Can we convert these into the corresponding forms where the `Int` is replaced by `Age`? Alas, not easily, and certainly not without overhead.

• For `x1` we can write `map MkAge x1 :: [Age]`. But this does not follow the newtype cost model: there will be runtime overhead from executing the `map` at runtime, and sharing will be lost too. Could GHC optimise the `map` somehow? This is hard; apart from anything else, how would GHC know that `map` was special? And it it gets worse.
• For `x2` we'd have to eta-expand: `(\y -> MkAge (x2 y)) :: Char -> Age`. But this isn't good either, because eta exapansion isn't semantically valid (if `x2` was bottom, `seq` could distinguish the two). See #7542 for a real life example.
• For `x3`, we'd have to map over `T`, thus `mapT MkAge x3`. But what if `mapT` didn't exist? We'd have to make it. And not all data types have maps. `S` is a harder one: you could only map over S-values if `m` was a functor. There's a lot of discussion about this on #2110.

## Goal

In summary: The programmer expects zero-cost conversions between a newtypes N and the type T it is based on.
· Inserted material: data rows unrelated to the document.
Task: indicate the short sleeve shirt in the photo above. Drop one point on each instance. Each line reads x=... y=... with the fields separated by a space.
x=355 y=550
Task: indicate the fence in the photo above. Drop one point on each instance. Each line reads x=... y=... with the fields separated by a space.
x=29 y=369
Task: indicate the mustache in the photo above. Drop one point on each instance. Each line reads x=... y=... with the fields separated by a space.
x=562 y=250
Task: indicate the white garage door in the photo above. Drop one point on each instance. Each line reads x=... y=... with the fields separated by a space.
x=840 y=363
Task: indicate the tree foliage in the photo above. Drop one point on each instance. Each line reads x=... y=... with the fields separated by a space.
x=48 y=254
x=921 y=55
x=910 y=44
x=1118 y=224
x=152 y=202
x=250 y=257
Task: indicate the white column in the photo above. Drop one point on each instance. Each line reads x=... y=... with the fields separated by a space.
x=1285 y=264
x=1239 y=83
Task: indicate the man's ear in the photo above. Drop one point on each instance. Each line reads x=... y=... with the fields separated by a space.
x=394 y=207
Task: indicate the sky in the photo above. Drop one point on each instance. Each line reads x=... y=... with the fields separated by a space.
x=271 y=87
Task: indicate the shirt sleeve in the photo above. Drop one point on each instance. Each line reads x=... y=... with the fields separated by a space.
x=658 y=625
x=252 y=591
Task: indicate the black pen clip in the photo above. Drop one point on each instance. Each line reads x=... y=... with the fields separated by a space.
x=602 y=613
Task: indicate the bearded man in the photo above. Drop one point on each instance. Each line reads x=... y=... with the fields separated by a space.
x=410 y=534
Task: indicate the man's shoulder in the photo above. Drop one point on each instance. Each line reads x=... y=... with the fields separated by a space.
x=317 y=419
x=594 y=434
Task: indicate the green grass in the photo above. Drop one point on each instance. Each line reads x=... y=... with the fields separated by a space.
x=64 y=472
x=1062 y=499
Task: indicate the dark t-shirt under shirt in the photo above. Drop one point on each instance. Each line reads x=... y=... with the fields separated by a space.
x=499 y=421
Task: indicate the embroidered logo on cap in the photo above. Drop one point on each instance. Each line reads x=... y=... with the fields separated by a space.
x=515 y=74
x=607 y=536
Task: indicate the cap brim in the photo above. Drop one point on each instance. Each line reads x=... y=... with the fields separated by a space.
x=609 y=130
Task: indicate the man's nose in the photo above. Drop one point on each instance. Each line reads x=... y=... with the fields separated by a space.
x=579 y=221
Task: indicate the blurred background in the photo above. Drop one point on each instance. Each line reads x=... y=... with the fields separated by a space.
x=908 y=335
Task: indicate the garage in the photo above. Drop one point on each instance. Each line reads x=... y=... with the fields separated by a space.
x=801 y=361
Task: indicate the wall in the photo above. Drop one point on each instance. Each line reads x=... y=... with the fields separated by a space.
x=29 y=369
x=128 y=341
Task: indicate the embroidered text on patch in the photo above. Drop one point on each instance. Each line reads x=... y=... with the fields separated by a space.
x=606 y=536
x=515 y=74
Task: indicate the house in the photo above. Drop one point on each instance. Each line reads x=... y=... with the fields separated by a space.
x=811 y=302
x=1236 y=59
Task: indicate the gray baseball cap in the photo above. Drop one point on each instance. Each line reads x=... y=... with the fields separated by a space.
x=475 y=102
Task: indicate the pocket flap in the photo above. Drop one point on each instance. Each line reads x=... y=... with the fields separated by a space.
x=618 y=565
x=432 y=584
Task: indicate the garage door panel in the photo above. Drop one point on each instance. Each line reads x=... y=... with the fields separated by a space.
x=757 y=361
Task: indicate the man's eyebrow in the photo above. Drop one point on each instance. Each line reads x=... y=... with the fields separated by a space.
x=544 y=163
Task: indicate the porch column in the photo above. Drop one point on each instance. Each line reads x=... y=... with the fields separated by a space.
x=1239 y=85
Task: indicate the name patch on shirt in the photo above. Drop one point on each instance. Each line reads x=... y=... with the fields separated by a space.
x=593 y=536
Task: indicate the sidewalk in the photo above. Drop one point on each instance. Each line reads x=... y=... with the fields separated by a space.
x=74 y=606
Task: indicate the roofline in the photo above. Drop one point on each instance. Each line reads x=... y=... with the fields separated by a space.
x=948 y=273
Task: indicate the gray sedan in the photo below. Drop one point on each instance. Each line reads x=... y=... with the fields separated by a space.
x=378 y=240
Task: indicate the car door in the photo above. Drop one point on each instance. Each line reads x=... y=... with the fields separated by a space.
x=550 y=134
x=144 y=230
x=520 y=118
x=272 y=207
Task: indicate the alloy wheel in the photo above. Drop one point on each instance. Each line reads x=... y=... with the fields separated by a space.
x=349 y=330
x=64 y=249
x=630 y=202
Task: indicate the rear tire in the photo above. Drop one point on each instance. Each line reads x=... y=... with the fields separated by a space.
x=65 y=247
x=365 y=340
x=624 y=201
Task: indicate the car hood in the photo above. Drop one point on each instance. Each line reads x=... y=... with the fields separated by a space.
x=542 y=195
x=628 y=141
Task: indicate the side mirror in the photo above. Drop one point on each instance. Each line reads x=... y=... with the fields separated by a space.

We want to allow the programmer to have zero-cost conversions between C N and C T. Requirements:

• It should be sound, i.e. have an implementation in Core with existing coercions, without new coercions or `unsafeCoerce`.
• It should respect module boundaries, i.e. not allow the user to create a function which he could not write using plain Haskell (and non-zero cost).
• (desirable:) It should be exportable and composable, i.e. the module of N should be able to specify that a conversion between N and T is allowed (or not), and the module of C should be able to specify if a coercion can be lifted (or not), and if both allow it, the user should be able to combine that even if the modules of N and T are independent.
• (desirable:) It should be possible to use such a coercion in one module in internal code, but not export it.
• (desirable:) It should be possible to add REWRITE rules that turn, for example, `map N` into the zero-cost conversion from C T to C N.

## Use cases

To clarify these requirements, here some benchmarks; feel free to expand if you have further needs.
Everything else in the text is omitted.